Ce schéma d’envahissement du cerveau par les NFT, bien hiérarchisé et relativement bien homogène entre différents patients, a engendré plusieurs hypothèses :

- Hypothèse de la gaine de myéline (Braak and Braak, 1996) :

La dégénérescence neurofibrillaire toucherait d’abord la zone du cerveau où les axones sont de grande taille et présentent une gaine de myéline peu dense. Ce type de structure demanderait plus d’énergie pour transmettre un signal et serait donc plus soumis aux stress oxydatifs qui pourraient induire, avec le temps, cette dégénérescence. L’ordre d’atteinte des DNF dans la MA correspond effectivement à des structures dont les axones présentent une gaine de myéline de densité croissante.

- Hypothèse de la plasticité synaptique (Esiri and Chance, 2006) :

De la même manière que l’hypothèse précédente, la vulnérabilité des régions serait dépendante de leur niveau de dépense énergétique. Or, les premières zones touchées par les DNF sont des régions à haute plasticité synaptique. Cette plasticité synaptique nécessite beaucoup d’énergie, et passe par la phosphorylation réversible de la protéine Tau lors du remodelage du neurone. Dans la MA, cette capacité de réversibilité serait perdue.

Figure 12 : Les trois stades de propagation des dépôts amyloïdes de Braak et Braak.

Les différentes nuances de gris représententent une quantité de dépôts amyloïdes. Source : Braak and Braak, 1991.

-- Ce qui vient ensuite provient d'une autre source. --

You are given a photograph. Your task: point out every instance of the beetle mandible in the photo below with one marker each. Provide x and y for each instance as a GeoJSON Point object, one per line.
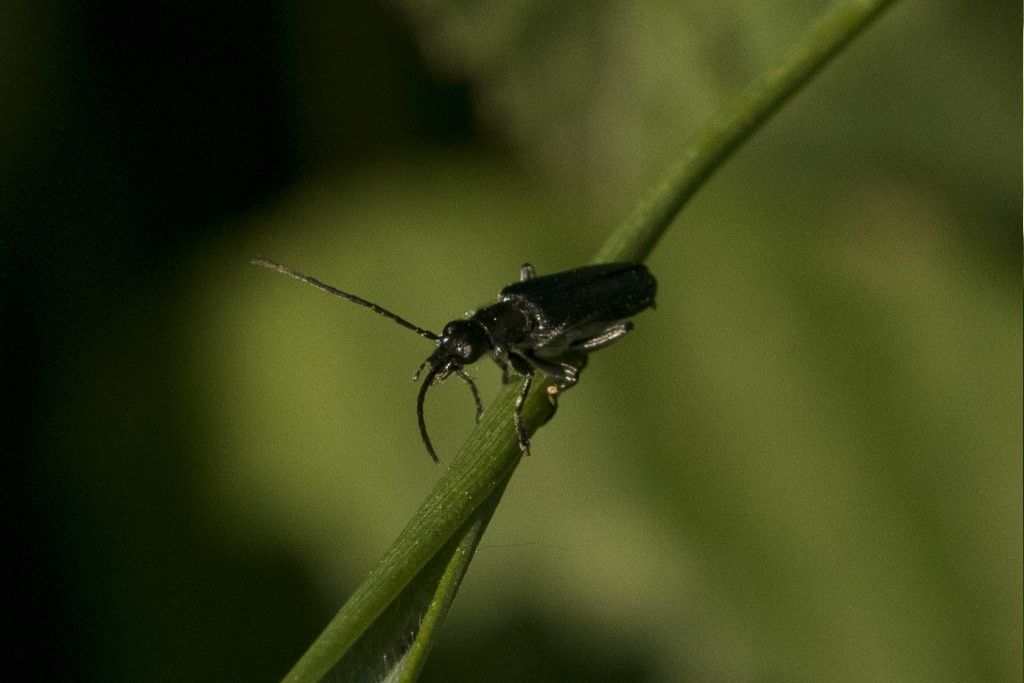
{"type": "Point", "coordinates": [532, 326]}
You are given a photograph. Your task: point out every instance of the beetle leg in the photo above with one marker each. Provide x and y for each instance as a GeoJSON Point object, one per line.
{"type": "Point", "coordinates": [564, 374]}
{"type": "Point", "coordinates": [472, 387]}
{"type": "Point", "coordinates": [605, 338]}
{"type": "Point", "coordinates": [520, 430]}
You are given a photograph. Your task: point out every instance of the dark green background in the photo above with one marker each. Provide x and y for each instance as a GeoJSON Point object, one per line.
{"type": "Point", "coordinates": [806, 464]}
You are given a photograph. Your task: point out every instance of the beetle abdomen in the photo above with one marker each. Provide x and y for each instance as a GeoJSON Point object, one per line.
{"type": "Point", "coordinates": [589, 296]}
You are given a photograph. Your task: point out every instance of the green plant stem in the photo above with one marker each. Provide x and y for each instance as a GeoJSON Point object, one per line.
{"type": "Point", "coordinates": [483, 465]}
{"type": "Point", "coordinates": [491, 455]}
{"type": "Point", "coordinates": [637, 236]}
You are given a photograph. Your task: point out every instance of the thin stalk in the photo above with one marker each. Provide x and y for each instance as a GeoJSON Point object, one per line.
{"type": "Point", "coordinates": [491, 455]}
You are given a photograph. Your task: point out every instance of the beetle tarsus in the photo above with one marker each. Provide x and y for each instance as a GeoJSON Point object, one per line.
{"type": "Point", "coordinates": [520, 429]}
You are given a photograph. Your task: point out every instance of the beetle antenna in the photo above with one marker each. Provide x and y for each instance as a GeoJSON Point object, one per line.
{"type": "Point", "coordinates": [380, 310]}
{"type": "Point", "coordinates": [427, 381]}
{"type": "Point", "coordinates": [472, 387]}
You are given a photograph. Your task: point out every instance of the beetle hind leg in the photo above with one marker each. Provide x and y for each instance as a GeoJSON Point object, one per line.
{"type": "Point", "coordinates": [608, 336]}
{"type": "Point", "coordinates": [520, 429]}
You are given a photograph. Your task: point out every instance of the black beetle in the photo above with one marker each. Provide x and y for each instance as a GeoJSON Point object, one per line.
{"type": "Point", "coordinates": [535, 325]}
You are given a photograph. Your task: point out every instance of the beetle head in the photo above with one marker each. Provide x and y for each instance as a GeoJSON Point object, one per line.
{"type": "Point", "coordinates": [461, 343]}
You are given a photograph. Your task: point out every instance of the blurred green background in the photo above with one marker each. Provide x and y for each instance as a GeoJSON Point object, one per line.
{"type": "Point", "coordinates": [805, 465]}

22 - Hypothèse de transmission par connectivité et « prion like » :

Dans cette hypothèse, la transmission des NFT se ferait par connectivité inter-neurones entre les différentes régions du cerveau (Duyckaerts et al., 1999)(Delacourte et al., 2002). Elle découle de l’observation faite sur le mode de propagation de ces lésions qui semblent toucher des structures connectées entres-elles, comme par exemple les réseaux de fibres cholinergiques : une des premières structures atteinte est le noyau basal de Meynert (structure du limbique) qui innerve la plupart des structures corticales en fibres cholinergiques (Duyckaerts et al., 1999). Ensuite, les NFT touchent les différentes structures du cerveau suivant un ordre décroissant en densité de fibres cholinergiques. Par exemple, le système limbique, qui est riche en fibres cholinergiques, est atteint dès les premières phases de la maladie, contrairement au cortex sensori- moteur qui est pauvre en fibres cholinergiques (Esiri and Chance, 2006).

Cette transmission des NFT par connectivité a également pu être vérifiée sur des modèles in vivo de la MA. Il a été constaté qu’une injection intracérébrale de protéine Tau sous forme d’agrégats, chez des souris transgéniques surexprimant la protéine Tau humaine, induit une propagation de NFT à partir du site d’injection et en suivant les structures connectées entre-elles (Lasagna-Reeves et al., 2012)(Sankaranarayanan et al., 2015)(Clavaguera et al., 2013). Suite à ce type de résultats, l’hypothèse d’une transmission de type prion a également fait son apparition. En effet, la présence de protéine Tau mal conformée (détachée du microtubule suite à phosphorylation) semble induire une propagation de cette mauvaise conformation, tel un prion (Clavaguera et al., 2013)(Kidd, 2006)(Vingtdeux et al., 2012). Cette hypothèse a également pu être testée chez une souris transgénique développant une tauopathie où la suppression du gène codant pour la protéine Tau par un système inductible (voir chapitre 2) ne permet pas de stopper la propagation de la tauopathie avec l’âge (Spires et al., 2006). La différence entre la propagation de la protéine Tau et la propagation de type prion est que la première nécessite des phénomènes de phosphorylation (Kidd, 2006).